Pierre would have started for France that same night, eager as he was to quit the city of disaster where he had lost the last shreds of his faith, but he desired to attend the obsequies, and therefore postponed his departure until the following evening. And thus he would spend one more day in that old crumbling palace, near the corpse of that unhappy young woman to whom he had been so much attached and for whom he would try to find some prayers in the depths of his empty and lacerated heart.

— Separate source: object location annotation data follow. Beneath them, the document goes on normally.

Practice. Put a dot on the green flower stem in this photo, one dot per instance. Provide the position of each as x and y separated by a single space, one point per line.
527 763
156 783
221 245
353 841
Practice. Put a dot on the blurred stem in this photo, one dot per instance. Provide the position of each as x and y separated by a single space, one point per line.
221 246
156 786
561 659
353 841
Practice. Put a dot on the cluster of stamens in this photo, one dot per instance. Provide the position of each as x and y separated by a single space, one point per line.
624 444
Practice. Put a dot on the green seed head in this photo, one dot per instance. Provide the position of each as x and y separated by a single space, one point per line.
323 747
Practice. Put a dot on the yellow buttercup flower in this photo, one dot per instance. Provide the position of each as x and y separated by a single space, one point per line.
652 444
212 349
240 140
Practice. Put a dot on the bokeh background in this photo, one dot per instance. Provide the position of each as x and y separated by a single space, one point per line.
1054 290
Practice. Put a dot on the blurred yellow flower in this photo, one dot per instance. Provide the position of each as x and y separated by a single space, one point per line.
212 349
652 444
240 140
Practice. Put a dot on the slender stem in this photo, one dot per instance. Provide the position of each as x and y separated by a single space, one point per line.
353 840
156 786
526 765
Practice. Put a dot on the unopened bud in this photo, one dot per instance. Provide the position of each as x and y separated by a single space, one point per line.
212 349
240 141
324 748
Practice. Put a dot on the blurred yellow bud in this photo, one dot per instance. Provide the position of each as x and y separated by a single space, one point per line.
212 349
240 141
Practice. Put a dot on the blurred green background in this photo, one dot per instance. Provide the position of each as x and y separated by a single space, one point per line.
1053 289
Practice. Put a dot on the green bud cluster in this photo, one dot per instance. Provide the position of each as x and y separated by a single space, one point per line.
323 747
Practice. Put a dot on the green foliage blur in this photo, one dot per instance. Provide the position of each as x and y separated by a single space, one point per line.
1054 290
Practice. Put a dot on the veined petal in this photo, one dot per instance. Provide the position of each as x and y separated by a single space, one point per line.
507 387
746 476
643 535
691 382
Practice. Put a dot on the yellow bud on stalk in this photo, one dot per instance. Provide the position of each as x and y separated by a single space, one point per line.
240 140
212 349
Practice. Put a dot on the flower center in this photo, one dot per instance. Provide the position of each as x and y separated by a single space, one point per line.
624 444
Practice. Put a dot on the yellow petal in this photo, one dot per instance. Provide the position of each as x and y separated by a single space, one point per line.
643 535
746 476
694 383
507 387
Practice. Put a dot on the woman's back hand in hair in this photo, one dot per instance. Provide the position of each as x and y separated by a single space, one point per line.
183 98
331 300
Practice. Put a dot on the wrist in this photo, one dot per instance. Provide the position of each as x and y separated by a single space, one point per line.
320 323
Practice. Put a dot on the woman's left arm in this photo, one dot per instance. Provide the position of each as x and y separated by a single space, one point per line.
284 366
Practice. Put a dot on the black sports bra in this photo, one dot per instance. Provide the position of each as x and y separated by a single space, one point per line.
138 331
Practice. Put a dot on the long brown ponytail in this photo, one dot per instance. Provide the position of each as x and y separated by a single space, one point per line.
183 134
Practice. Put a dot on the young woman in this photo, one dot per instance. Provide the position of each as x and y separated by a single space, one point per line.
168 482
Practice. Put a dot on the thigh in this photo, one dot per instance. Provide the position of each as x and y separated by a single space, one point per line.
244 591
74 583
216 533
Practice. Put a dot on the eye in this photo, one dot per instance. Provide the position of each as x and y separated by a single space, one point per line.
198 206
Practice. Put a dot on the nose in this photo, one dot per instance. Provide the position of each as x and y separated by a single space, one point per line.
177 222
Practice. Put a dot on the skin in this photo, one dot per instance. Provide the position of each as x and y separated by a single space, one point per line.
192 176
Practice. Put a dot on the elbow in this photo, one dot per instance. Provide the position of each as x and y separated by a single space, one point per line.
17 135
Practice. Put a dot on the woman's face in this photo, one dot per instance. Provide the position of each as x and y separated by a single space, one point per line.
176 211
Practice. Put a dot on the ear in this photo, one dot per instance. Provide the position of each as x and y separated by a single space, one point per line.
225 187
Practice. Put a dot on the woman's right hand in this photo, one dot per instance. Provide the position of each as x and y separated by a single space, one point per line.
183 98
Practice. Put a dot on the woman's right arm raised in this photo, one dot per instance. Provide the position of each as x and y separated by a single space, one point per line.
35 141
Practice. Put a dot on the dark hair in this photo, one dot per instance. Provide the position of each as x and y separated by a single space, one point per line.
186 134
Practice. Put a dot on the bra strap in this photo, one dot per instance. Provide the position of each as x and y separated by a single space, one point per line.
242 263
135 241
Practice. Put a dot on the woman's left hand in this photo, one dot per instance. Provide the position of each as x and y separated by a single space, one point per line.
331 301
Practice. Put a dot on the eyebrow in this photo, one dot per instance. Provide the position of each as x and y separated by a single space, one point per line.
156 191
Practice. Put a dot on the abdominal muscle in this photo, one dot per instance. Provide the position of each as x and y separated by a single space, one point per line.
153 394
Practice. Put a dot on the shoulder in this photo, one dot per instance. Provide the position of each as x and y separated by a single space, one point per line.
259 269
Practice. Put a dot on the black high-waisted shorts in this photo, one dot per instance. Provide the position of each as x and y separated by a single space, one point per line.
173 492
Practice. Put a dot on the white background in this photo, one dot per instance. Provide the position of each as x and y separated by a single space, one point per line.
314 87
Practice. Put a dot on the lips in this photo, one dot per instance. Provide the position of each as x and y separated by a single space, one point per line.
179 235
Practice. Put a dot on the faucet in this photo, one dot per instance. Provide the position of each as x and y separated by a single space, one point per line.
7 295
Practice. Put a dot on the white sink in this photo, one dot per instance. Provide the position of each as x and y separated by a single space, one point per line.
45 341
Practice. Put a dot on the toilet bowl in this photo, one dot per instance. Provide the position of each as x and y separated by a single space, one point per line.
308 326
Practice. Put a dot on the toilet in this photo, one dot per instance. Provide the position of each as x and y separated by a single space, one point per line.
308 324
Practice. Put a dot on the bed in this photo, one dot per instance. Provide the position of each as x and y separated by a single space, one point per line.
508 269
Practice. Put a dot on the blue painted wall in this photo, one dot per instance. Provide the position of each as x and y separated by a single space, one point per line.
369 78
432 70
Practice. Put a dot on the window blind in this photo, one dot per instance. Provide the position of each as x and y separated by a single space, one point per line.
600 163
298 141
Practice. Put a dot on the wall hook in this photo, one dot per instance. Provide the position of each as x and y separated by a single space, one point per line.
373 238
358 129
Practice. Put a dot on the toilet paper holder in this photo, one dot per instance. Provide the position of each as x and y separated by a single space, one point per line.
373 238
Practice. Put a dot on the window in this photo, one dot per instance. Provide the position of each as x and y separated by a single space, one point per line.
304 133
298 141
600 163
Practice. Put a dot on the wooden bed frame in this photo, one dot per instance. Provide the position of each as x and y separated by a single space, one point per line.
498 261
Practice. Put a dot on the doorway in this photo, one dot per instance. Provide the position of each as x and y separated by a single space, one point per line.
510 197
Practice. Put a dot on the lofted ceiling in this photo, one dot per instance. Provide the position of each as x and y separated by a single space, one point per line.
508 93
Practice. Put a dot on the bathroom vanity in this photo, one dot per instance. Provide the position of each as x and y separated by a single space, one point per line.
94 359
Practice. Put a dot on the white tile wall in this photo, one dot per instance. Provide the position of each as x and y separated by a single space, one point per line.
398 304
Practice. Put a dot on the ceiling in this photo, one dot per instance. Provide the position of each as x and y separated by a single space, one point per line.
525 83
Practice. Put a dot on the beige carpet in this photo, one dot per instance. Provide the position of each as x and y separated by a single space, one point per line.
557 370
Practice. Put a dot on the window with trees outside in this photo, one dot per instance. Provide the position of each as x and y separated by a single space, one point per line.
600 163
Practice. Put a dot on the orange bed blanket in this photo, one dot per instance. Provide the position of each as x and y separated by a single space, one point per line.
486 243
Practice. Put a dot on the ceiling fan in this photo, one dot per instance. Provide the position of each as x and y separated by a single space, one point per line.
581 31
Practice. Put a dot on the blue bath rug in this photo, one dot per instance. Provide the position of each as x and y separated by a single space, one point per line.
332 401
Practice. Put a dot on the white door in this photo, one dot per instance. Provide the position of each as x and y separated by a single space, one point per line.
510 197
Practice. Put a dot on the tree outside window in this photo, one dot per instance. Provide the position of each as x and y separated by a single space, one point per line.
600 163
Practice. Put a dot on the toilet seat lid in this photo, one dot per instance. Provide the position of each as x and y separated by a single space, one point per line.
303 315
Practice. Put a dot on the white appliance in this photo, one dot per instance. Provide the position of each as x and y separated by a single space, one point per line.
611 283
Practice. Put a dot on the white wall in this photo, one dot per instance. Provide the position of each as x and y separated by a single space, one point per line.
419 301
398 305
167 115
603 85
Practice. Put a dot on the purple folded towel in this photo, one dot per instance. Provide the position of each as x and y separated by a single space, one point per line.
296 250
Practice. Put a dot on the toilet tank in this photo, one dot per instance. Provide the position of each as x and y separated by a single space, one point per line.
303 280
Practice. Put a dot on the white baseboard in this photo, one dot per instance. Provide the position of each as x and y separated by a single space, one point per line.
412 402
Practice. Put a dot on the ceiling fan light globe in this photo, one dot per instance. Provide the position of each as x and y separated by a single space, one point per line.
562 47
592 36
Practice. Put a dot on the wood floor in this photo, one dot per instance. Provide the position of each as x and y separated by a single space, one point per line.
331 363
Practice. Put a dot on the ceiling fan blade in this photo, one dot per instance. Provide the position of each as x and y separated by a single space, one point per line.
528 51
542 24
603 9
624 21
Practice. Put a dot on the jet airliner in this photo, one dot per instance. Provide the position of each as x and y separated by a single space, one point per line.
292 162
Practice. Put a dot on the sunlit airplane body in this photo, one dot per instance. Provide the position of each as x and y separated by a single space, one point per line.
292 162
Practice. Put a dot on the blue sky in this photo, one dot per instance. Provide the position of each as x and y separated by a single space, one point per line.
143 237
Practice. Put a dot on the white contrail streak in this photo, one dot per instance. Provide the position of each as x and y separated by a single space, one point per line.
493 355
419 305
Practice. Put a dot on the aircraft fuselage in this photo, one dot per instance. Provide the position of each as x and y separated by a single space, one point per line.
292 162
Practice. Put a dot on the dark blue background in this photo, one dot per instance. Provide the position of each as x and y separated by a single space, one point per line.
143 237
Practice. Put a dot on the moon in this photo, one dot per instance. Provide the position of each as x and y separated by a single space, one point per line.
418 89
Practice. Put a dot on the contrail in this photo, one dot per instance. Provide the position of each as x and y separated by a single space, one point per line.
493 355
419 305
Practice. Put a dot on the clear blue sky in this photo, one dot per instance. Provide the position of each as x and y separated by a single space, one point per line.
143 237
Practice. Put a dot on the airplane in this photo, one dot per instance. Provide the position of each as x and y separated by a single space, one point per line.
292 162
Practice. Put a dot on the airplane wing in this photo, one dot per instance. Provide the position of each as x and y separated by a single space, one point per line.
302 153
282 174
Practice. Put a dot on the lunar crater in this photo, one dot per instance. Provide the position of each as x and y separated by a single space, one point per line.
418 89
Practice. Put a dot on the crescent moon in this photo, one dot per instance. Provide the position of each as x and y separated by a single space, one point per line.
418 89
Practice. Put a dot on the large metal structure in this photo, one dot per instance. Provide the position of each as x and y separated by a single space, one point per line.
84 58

When he reached the threshold of the Cardinal's reception-rooms, he suddenly remembered his first visit to them. They still presented the same aspect of ancient princely pomp falling into decay and dust. The doors of the three large ante-rooms were wide open, and the rooms themselves were at that early hour still empty. In the first one, the servants' anteroom, there was nobody but Giacomo who stood motionless in his black livery in front of the old red hat hanging under the /baldacchino/ where spiders spun their webs between the crumbling tassels. In the second room, which the secretary formerly had occupied, Abbe Paparelli, the train-bearer, was softly walking up and down whilst waiting for visitors; and with his conquering humility, his all-powerful obsequiousness, he had never before so closely resembled an old maid, whitened and wrinkled by excess of devout observances. Finally, in the third ante-room, the /anticamera nobile/, where the red cap lay on a credence facing the large imperious portrait of the Cardinal in ceremonial costume, there was Don Vigilio who had left his little work-table to station himself at the door of the throne-room and there bow to those who crossed the threshold. And on that gloomy winter morning the rooms appeared more mournful and dilapidated than ever, the hangings frayed and ragged, the few articles of furniture covered with dust, the old wood-work crumbling beneath the continuous onslaught of worms, and the ceilings alone retaining their pompous show of gilding and painting.